SBU News: How did bird-like dinosaurs evolve the ability to fly? 

SBU News: How did bird-like dinosaurs evolve the ability to fly? 

These images from the PET scans reveal the side view of a pigeon’s brain at rest and in flight and highlights cerebellum brain activity. The redder colors indicate higher brain activity, and sub-regions of the cerebellum are outlined. Credit: Paul Vaska

Study Involving Advanced Brain Imaging Reveals Expansion of the Cerebellum was Key

An international team of researchers led by Amy Balanoff, PhD, at Johns Hopkins Medical Institute and Paul Vaska, PhD, at Stony Brook University combined the use of positron emission topography, or PET scans, of modern pigeon brains and studies of dinosaur fossils to help answer an ongoing question in evolutionary biology: How did the brains of birds evolve to enable them to fly?

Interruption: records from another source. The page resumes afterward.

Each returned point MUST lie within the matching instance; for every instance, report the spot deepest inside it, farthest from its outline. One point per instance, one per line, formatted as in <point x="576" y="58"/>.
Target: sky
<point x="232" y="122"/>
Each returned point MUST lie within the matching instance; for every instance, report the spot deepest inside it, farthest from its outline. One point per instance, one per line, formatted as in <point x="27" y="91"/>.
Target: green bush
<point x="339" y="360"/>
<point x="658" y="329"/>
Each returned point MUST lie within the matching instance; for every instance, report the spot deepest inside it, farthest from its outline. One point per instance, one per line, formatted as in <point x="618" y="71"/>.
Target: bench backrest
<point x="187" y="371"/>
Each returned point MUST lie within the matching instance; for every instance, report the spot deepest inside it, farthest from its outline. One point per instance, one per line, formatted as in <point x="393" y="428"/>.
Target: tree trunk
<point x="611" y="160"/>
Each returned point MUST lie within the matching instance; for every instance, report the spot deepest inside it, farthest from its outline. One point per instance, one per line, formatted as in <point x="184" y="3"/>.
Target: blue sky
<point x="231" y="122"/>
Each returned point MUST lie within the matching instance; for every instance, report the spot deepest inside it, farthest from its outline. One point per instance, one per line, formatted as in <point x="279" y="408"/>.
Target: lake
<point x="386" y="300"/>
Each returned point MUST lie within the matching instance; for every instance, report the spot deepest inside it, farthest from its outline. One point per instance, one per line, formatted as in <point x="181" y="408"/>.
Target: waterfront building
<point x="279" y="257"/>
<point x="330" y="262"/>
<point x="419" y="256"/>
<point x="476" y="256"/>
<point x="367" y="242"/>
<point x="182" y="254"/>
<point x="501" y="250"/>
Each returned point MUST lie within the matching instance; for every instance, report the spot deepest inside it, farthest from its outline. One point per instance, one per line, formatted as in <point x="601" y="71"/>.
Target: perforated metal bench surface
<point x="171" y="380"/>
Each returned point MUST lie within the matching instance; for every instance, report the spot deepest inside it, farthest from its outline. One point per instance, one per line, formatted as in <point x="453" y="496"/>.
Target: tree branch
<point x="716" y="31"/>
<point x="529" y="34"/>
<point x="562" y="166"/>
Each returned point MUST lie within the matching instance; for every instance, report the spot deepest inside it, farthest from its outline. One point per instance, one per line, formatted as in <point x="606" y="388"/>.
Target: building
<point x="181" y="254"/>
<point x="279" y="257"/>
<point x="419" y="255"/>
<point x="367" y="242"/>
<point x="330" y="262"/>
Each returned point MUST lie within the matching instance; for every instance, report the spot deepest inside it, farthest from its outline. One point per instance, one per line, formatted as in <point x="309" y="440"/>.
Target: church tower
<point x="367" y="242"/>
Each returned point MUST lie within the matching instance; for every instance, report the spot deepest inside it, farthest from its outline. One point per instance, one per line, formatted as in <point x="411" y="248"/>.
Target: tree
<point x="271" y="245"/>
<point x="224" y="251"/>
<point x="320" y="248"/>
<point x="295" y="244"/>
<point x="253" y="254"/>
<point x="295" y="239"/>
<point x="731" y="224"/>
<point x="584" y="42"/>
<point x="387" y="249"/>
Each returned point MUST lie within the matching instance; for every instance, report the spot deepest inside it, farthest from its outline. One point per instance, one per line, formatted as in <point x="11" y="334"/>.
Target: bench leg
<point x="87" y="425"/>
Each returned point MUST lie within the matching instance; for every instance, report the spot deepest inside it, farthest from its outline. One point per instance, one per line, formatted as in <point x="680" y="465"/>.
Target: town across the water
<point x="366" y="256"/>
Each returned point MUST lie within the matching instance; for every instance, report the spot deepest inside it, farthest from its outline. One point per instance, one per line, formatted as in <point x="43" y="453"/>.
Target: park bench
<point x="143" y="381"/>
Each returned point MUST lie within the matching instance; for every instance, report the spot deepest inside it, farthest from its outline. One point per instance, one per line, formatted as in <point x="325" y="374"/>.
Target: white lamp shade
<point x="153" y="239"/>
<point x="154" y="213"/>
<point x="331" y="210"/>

The answer, detailed in a paper published in the Proceedings of the Royal Society B., appears to be an adaptive increase in the size of the cerebellum in some fossil vertebrates.

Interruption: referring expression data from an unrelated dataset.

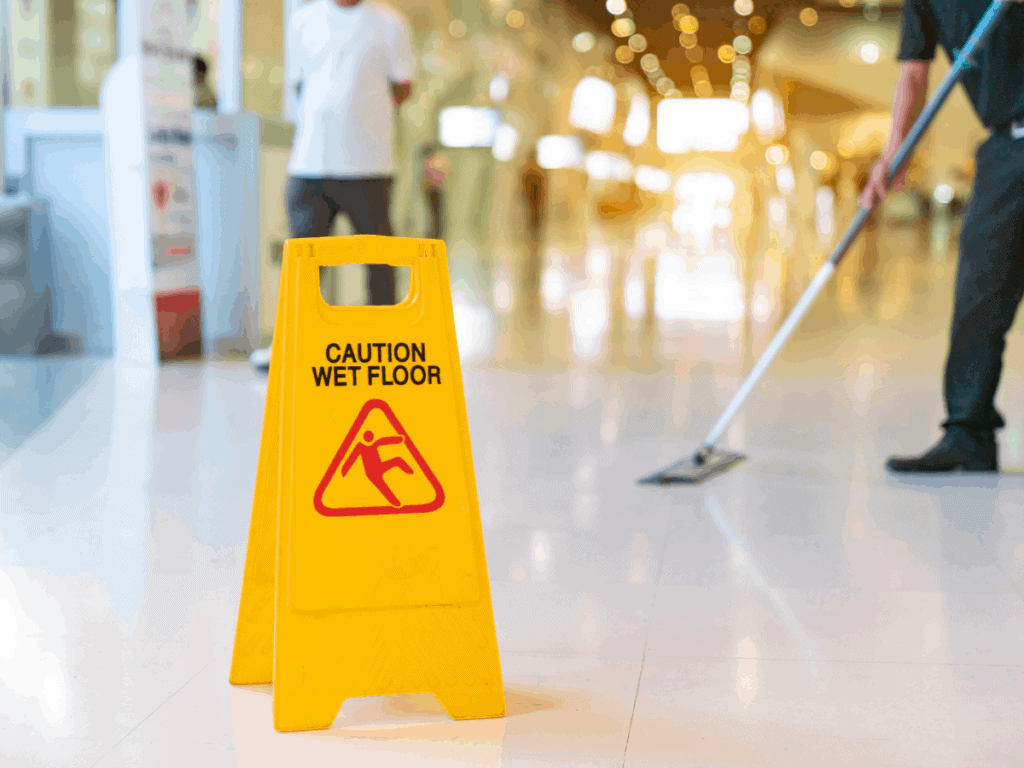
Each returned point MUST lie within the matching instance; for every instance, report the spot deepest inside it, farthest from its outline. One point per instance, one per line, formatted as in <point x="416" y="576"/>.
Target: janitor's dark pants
<point x="313" y="204"/>
<point x="989" y="284"/>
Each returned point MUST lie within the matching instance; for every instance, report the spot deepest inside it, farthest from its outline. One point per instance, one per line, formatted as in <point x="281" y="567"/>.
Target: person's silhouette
<point x="374" y="466"/>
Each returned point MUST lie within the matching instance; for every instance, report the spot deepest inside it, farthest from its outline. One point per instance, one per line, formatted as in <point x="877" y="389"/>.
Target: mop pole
<point x="963" y="62"/>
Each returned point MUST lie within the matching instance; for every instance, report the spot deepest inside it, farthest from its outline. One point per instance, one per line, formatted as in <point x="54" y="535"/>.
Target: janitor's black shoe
<point x="960" y="450"/>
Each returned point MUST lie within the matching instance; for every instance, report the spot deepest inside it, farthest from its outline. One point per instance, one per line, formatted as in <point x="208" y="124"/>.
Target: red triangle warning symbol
<point x="378" y="470"/>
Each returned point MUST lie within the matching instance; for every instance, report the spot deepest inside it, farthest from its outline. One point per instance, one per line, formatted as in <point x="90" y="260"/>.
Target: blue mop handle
<point x="963" y="61"/>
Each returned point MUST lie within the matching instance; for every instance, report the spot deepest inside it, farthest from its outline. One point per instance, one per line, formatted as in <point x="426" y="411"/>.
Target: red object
<point x="375" y="468"/>
<point x="178" y="324"/>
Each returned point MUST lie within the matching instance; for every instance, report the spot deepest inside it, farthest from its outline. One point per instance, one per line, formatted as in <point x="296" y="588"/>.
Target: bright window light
<point x="653" y="179"/>
<point x="593" y="105"/>
<point x="634" y="297"/>
<point x="637" y="122"/>
<point x="559" y="152"/>
<point x="499" y="88"/>
<point x="700" y="125"/>
<point x="468" y="126"/>
<point x="506" y="140"/>
<point x="606" y="165"/>
<point x="784" y="179"/>
<point x="768" y="116"/>
<point x="824" y="204"/>
<point x="709" y="293"/>
<point x="706" y="186"/>
<point x="590" y="321"/>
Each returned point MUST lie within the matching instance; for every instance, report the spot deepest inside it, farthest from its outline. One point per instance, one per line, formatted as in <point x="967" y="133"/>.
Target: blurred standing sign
<point x="169" y="94"/>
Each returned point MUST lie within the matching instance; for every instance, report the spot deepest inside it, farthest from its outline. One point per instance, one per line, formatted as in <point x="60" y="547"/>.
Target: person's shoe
<point x="260" y="359"/>
<point x="958" y="451"/>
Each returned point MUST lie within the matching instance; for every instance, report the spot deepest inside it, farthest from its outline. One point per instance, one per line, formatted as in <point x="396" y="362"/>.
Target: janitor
<point x="990" y="274"/>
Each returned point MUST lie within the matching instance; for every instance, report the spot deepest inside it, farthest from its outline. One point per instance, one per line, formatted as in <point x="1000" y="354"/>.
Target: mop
<point x="708" y="461"/>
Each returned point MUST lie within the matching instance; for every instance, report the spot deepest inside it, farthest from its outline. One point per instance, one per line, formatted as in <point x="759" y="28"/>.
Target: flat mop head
<point x="693" y="469"/>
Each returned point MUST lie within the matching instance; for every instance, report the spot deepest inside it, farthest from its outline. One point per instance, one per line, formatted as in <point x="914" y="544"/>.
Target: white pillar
<point x="289" y="99"/>
<point x="229" y="56"/>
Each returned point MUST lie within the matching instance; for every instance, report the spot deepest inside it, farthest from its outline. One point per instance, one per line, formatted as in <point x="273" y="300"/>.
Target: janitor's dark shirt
<point x="995" y="87"/>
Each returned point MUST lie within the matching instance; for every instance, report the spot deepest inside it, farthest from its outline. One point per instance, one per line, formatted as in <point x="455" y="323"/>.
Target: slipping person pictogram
<point x="374" y="466"/>
<point x="414" y="488"/>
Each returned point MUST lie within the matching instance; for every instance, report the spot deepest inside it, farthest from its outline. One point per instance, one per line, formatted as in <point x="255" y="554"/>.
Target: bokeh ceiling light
<point x="742" y="44"/>
<point x="499" y="88"/>
<point x="593" y="105"/>
<point x="506" y="140"/>
<point x="776" y="155"/>
<point x="701" y="125"/>
<point x="583" y="42"/>
<point x="558" y="152"/>
<point x="623" y="27"/>
<point x="652" y="179"/>
<point x="637" y="122"/>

The evolution of flight is a rare event in vertebrae history, and one that demands functional integration across multiple anatomical/physiological systems. This new research combined modern PET scan imaging data of ordinary pigeons with the fossil record, examining brain regions of birds during flight and braincases of ancient dinosaurs.

The PET imaging and analysis for the study was conducted at Stony Brook University by a team of graduate and undergraduate students led by Vaska, a senior author on the paper, and Professor in the Departments of Radiology and Biomedical Engineering in the Renaissance School of Medicine at Stony Brook University.  Lemise Saleh, a graduate student in the PhD program in BME at Stony Brook, was one of the three lead authors.

The researchers performed PET imaging scans to compare activity in 26 regions of the brain when the bird was at rest and immediately after it flew for 10 minutes from one perch to another.  PET scans show the location and amount a tracer compound similar to glucose, indicating increased use of energy and thus brain activity (the tracer rapidly degrades and is excreted from the body).

Vaska collaborated closely with Amy Balanoff, lead author of the study, along with the rest of the research team, in order to compare the brain activity of modern pigeons before and after flight.

Of the 26 regions, one area — the cerebellum — had statistically significant increases in activity levels between resting and flying. Overall, the level of activity increases in the cerebellum differed by more than two standard statistical deviations, compared with other areas of the brain.  This makes sense because the cerebellum is a brain region responsible for movement and motor control.

The researchers also detected increased brain activity in the so-called optic flow pathways, a network of brain cells that connect the retina in the eye to the cerebellum. These pathways process movement across the visual field.

Their novel research links the cerebellum findings of flight-enabled brains in modern birds to the fossil record, which showed how the brains of bird-like dinosaurs began to develop brain conditions for powered flight. The team’s overall data is an important step toward establishing how the brain of modern birds supports their unique behaviors and provides insights into the neurobiology of the bird-like dinosaurs that first achieved powered flight.

“PET imaging is really the only way to directly assess brain function across the whole brain during animal behavior,” says Vaska.  “Because of our expertise and resources in PET technology, we were able to design a study that used PET to effectively capture the brain activity during flight, and then discovered the primary role of the cerebellum. This lays the groundwork for future studies to better understand brain evolution across species.”

Connecting the findings to avian dinosaurs

The researchers used a digitized database of endocasts, or molds of the internal space of dinosaur skulls, which when filled, resemble the brain’s outer shape. They identified and traced a sizable increase in cerebellum volume to some of the earliest species of maniraptoran dinosaurs, which preceded the first appearances of powered flight among ancient bird relatives, including the well-known Archaeopteryx, a winged dinosaur.

They also found evidence in the endocasts of an increase in tissue folding in the cerebellum of early maniraptorans, an indication of increasing brain complexity. They noted that their tests involved straightforward flying, without obstacles and with an easy flightpath, and that other brain regions may also be active during more complex flight maneuvers.

Their next step in the ongoing research is to pinpoint precise areas in the cerebellum that enable a flight-ready brain and the neural connections between these structures.

The research was supported in part by the National Science Foundation.